RFC 4616 (SASL PLAIN):

The PLAIN SASL mechanism does not provide a security layer.

RFC 7628 (SASL OAUTHBEARER):

SASL mechanisms using this document as their definition do not provide a data security layer; that is, they cannot provide integrity or confidentiality protection for application messages after the initial authentication.

[felixauringer]

It was backported to previous release branches I presume, not yet released

Hm, then it should maybe be backported. My webmail client (Roundcube) couldn't use Managesieve with the master branch. Luckily, it's a really small change.

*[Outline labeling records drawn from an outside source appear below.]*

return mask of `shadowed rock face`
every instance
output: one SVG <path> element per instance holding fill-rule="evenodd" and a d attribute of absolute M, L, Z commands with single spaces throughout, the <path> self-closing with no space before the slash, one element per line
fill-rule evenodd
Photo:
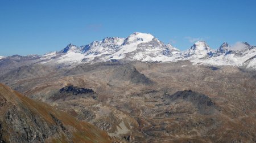
<path fill-rule="evenodd" d="M 65 101 L 79 97 L 90 97 L 96 99 L 97 94 L 92 89 L 69 85 L 61 88 L 59 92 L 49 98 L 49 99 Z"/>
<path fill-rule="evenodd" d="M 164 95 L 163 98 L 165 105 L 178 101 L 191 102 L 201 114 L 212 114 L 217 108 L 208 96 L 191 90 L 179 91 L 172 95 Z"/>
<path fill-rule="evenodd" d="M 0 102 L 1 142 L 110 142 L 93 125 L 1 84 Z"/>
<path fill-rule="evenodd" d="M 130 64 L 120 66 L 115 70 L 112 77 L 115 79 L 128 80 L 133 84 L 147 85 L 153 83 L 150 78 L 140 73 L 134 66 Z"/>
<path fill-rule="evenodd" d="M 60 89 L 60 93 L 72 93 L 73 94 L 77 95 L 86 93 L 93 93 L 94 91 L 92 89 L 79 88 L 73 85 L 67 86 Z"/>
<path fill-rule="evenodd" d="M 26 72 L 21 70 L 19 73 Z M 125 137 L 135 142 L 256 140 L 254 71 L 232 66 L 212 68 L 188 61 L 118 61 L 61 68 L 55 75 L 42 73 L 4 81 L 26 96 L 93 124 L 112 137 Z M 152 82 L 145 84 L 147 81 Z M 94 93 L 81 92 L 82 88 Z M 57 99 L 48 100 L 56 95 Z M 7 101 L 0 99 L 0 105 L 6 107 Z M 57 131 L 69 131 L 63 118 L 52 114 L 59 119 L 48 116 Z"/>

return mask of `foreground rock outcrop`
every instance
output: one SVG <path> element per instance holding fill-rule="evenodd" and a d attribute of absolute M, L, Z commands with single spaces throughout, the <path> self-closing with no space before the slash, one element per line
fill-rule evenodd
<path fill-rule="evenodd" d="M 104 131 L 0 84 L 0 142 L 111 142 Z"/>

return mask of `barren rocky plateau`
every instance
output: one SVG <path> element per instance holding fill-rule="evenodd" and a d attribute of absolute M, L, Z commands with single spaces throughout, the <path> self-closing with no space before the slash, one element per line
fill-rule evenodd
<path fill-rule="evenodd" d="M 3 70 L 1 83 L 116 142 L 256 142 L 253 70 L 184 60 Z"/>

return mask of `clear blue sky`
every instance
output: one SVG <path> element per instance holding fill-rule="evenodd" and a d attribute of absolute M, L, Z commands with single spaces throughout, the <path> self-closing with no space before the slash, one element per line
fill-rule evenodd
<path fill-rule="evenodd" d="M 256 1 L 0 1 L 0 55 L 43 54 L 68 44 L 149 33 L 181 50 L 197 40 L 256 45 Z"/>

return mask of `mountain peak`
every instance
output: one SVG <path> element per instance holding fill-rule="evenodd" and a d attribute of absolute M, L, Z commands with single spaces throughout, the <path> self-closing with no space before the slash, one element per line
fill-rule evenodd
<path fill-rule="evenodd" d="M 220 46 L 219 49 L 226 49 L 229 47 L 229 45 L 227 42 L 225 42 L 222 44 L 221 44 L 221 45 Z"/>
<path fill-rule="evenodd" d="M 66 47 L 61 50 L 60 53 L 67 53 L 69 51 L 77 51 L 79 50 L 78 49 L 79 49 L 79 47 L 74 45 L 72 45 L 72 44 L 69 44 L 66 46 Z"/>
<path fill-rule="evenodd" d="M 151 34 L 134 32 L 126 38 L 125 44 L 130 44 L 137 42 L 148 42 L 151 41 L 153 38 L 154 36 Z"/>
<path fill-rule="evenodd" d="M 204 41 L 198 41 L 191 47 L 191 50 L 210 50 L 209 45 Z"/>

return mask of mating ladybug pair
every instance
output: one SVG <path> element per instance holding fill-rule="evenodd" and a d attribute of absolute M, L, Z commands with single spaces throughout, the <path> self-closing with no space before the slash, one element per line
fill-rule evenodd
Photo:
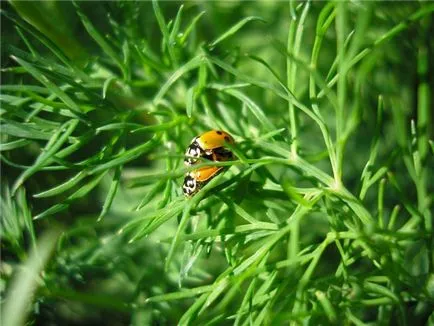
<path fill-rule="evenodd" d="M 234 139 L 228 133 L 220 130 L 207 131 L 195 137 L 185 153 L 185 165 L 194 166 L 200 163 L 200 159 L 213 162 L 233 160 L 234 155 L 229 149 L 224 147 L 225 143 L 233 144 Z M 184 184 L 182 185 L 184 195 L 193 196 L 202 186 L 222 171 L 222 166 L 205 166 L 187 172 L 185 174 Z"/>

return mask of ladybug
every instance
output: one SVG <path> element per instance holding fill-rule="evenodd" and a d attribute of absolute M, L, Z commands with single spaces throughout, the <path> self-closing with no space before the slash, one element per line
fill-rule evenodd
<path fill-rule="evenodd" d="M 182 190 L 187 197 L 193 196 L 212 178 L 223 171 L 222 166 L 206 166 L 186 173 Z"/>
<path fill-rule="evenodd" d="M 230 150 L 224 148 L 225 143 L 233 144 L 231 135 L 221 130 L 210 130 L 193 138 L 185 152 L 184 163 L 191 166 L 197 163 L 198 158 L 210 161 L 228 161 L 233 159 Z"/>

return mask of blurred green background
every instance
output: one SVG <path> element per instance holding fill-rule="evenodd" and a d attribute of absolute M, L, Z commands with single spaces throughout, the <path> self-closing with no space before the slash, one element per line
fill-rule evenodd
<path fill-rule="evenodd" d="M 431 3 L 2 1 L 1 9 L 1 296 L 3 311 L 19 316 L 2 317 L 6 324 L 433 322 Z M 296 109 L 278 96 L 282 83 Z M 319 107 L 331 147 L 302 105 Z M 130 132 L 143 126 L 151 129 Z M 181 229 L 183 153 L 217 127 L 245 159 L 272 157 L 247 177 L 236 178 L 245 166 L 231 168 L 232 188 L 196 203 Z M 274 147 L 261 147 L 268 139 Z M 320 172 L 277 159 L 294 140 L 305 167 Z M 339 180 L 331 149 L 342 151 L 348 193 L 321 181 L 321 173 Z M 172 171 L 181 172 L 164 177 Z M 353 202 L 372 224 L 358 220 Z M 272 242 L 303 207 L 309 213 L 290 235 Z M 254 222 L 238 232 L 246 214 Z M 334 232 L 344 238 L 329 246 Z M 260 248 L 269 249 L 252 264 L 261 272 L 237 275 Z M 43 253 L 40 265 L 32 260 Z M 308 254 L 318 265 L 306 265 L 312 257 L 292 265 Z M 300 286 L 308 266 L 315 273 Z M 29 286 L 20 290 L 20 280 Z"/>

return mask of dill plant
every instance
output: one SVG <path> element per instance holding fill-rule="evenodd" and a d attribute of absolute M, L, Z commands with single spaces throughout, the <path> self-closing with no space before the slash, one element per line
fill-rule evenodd
<path fill-rule="evenodd" d="M 432 323 L 433 11 L 2 2 L 4 325 Z"/>

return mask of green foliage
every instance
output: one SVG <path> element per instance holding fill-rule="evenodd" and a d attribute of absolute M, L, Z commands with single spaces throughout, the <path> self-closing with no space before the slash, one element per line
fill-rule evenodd
<path fill-rule="evenodd" d="M 434 322 L 433 12 L 2 2 L 4 325 Z"/>

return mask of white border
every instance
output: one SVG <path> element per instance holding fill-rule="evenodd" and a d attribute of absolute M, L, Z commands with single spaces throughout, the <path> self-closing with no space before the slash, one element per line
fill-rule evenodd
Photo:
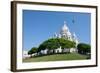
<path fill-rule="evenodd" d="M 56 61 L 56 62 L 33 62 L 22 63 L 22 10 L 42 10 L 42 11 L 63 11 L 63 12 L 84 12 L 91 13 L 91 60 L 74 60 L 74 61 Z M 50 68 L 50 67 L 68 67 L 68 66 L 83 66 L 95 65 L 96 57 L 96 10 L 94 8 L 81 7 L 60 7 L 60 6 L 44 6 L 44 5 L 28 5 L 17 4 L 17 69 L 35 69 L 35 68 Z M 85 29 L 85 28 L 84 28 Z"/>

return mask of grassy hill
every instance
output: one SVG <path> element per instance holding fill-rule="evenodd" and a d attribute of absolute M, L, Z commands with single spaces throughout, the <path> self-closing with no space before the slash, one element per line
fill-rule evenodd
<path fill-rule="evenodd" d="M 45 61 L 84 60 L 84 59 L 87 59 L 86 55 L 81 55 L 78 53 L 70 53 L 70 54 L 53 54 L 53 55 L 27 58 L 23 59 L 23 62 L 45 62 Z"/>

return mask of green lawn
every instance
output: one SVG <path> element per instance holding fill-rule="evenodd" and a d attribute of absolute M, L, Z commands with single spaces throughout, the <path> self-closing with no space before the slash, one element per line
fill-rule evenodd
<path fill-rule="evenodd" d="M 71 54 L 53 54 L 53 55 L 45 55 L 40 57 L 33 57 L 23 59 L 23 62 L 45 62 L 45 61 L 63 61 L 63 60 L 84 60 L 86 59 L 86 55 L 81 55 L 78 53 Z"/>

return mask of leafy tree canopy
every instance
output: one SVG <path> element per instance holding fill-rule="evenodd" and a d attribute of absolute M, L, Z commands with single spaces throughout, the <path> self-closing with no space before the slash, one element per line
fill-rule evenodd
<path fill-rule="evenodd" d="M 31 48 L 31 50 L 29 50 L 28 51 L 28 54 L 33 54 L 33 53 L 36 53 L 37 52 L 37 50 L 38 50 L 38 48 L 36 48 L 36 47 L 33 47 L 33 48 Z"/>

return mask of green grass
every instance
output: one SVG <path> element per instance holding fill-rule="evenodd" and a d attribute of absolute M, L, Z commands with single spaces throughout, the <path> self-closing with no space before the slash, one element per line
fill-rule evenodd
<path fill-rule="evenodd" d="M 27 58 L 23 59 L 23 62 L 45 62 L 45 61 L 84 60 L 84 59 L 87 59 L 86 55 L 71 53 L 71 54 L 53 54 L 53 55 Z"/>

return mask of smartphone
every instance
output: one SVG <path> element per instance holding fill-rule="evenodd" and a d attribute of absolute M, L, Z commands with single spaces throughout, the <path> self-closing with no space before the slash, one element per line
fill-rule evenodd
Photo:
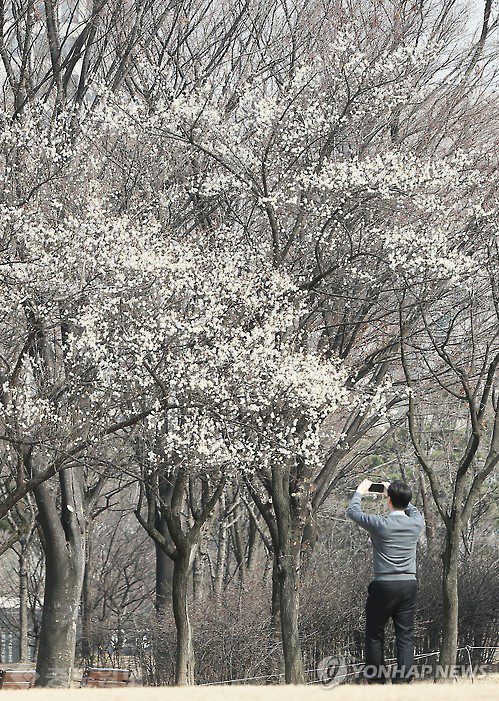
<path fill-rule="evenodd" d="M 385 491 L 385 485 L 382 484 L 381 482 L 373 482 L 371 486 L 369 487 L 370 492 L 377 492 L 378 494 L 383 494 Z"/>

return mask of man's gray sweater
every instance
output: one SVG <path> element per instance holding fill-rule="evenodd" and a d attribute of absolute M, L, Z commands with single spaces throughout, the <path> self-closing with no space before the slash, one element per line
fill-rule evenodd
<path fill-rule="evenodd" d="M 374 579 L 416 579 L 416 545 L 423 528 L 419 511 L 409 504 L 405 511 L 392 511 L 387 516 L 365 514 L 361 498 L 362 494 L 355 492 L 347 516 L 371 535 Z"/>

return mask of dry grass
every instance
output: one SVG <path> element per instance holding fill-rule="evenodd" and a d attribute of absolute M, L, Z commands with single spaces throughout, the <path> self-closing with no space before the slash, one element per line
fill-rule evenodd
<path fill-rule="evenodd" d="M 426 701 L 431 682 L 403 687 L 349 684 L 324 689 L 316 686 L 198 686 L 129 687 L 127 689 L 30 689 L 2 691 L 0 701 L 319 701 L 326 695 L 334 701 Z M 431 701 L 498 701 L 499 675 L 471 680 L 431 684 Z"/>

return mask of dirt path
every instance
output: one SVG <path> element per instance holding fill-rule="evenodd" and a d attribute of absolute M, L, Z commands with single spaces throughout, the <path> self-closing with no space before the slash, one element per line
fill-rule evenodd
<path fill-rule="evenodd" d="M 414 683 L 404 687 L 319 686 L 204 686 L 128 689 L 30 689 L 2 691 L 0 701 L 498 701 L 499 675 L 494 678 L 446 684 Z M 430 686 L 431 684 L 431 686 Z"/>

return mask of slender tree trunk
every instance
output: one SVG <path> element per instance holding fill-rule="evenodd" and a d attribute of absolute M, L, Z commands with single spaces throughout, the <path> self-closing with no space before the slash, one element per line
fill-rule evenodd
<path fill-rule="evenodd" d="M 443 553 L 442 603 L 443 625 L 440 664 L 444 669 L 451 669 L 456 664 L 458 636 L 458 566 L 459 536 L 461 524 L 451 521 L 447 530 L 445 550 Z"/>
<path fill-rule="evenodd" d="M 172 605 L 177 629 L 175 683 L 178 686 L 194 684 L 194 644 L 188 602 L 191 555 L 191 549 L 179 552 L 173 568 Z"/>
<path fill-rule="evenodd" d="M 286 465 L 279 465 L 272 469 L 272 493 L 278 532 L 278 552 L 275 553 L 275 557 L 279 582 L 285 680 L 287 684 L 303 684 L 305 673 L 298 627 L 301 538 L 293 528 L 289 482 L 289 468 Z"/>
<path fill-rule="evenodd" d="M 163 522 L 164 530 L 160 531 L 164 535 L 167 526 Z M 159 529 L 158 529 L 159 530 Z M 166 537 L 166 536 L 165 536 Z M 156 613 L 161 617 L 169 609 L 172 601 L 173 586 L 173 562 L 165 553 L 162 547 L 155 543 L 156 548 Z"/>
<path fill-rule="evenodd" d="M 21 538 L 19 553 L 19 661 L 28 660 L 28 544 Z"/>
<path fill-rule="evenodd" d="M 92 521 L 87 528 L 87 547 L 85 552 L 85 574 L 81 597 L 81 656 L 88 665 L 93 664 L 92 646 Z"/>
<path fill-rule="evenodd" d="M 225 518 L 225 495 L 222 494 L 219 502 L 220 523 L 218 526 L 218 542 L 217 542 L 217 566 L 215 569 L 214 590 L 215 595 L 220 596 L 222 593 L 225 569 L 227 566 L 227 553 L 229 547 L 229 533 L 227 528 L 227 519 Z"/>

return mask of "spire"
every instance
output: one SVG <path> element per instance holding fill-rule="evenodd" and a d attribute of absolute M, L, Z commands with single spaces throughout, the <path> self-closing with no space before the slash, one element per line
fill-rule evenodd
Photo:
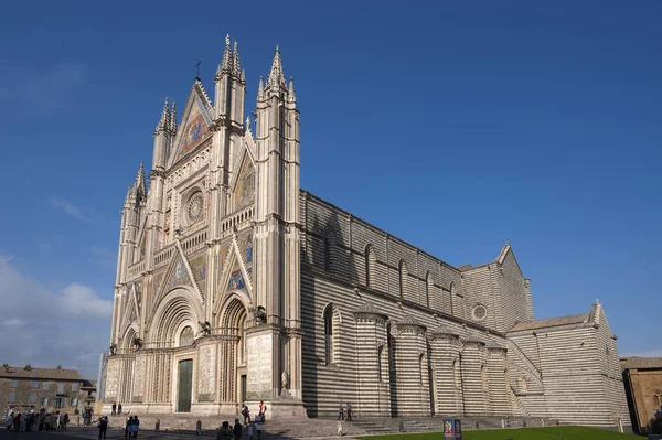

This was not a security issue but more the fact we do not re-advertize capability after STARTTLS

Makes sense, after STARTTLS, re-advertizing is indeed necessary.

Then fair sorry I may have misunderstood the ABNF or read the RFC too quickly.

No worries, I also overlooked it when first reading it and searched for the error in the Roundcube codebase for a while because I was convinced that your patch fulfilled the RFC.

[chibenwa]

Backports shall be trivial. Are you ok taking a look at it?

[felixauringer]

Backports shall be trivial. Are you ok taking a look at it?

As far as I can see, your original commit was never backported. The branches 3.8.x and 3.9.x do not send managesieve capabilities after STARTTLS.

[felixauringer]

As far as I can see, your original commit was never backported. The branches 3.8.x and 3.9.x do not send managesieve capabilities after STARTTLS.

At least found out during the cherry-pick that you adapted some tests. I have reverted those now, too.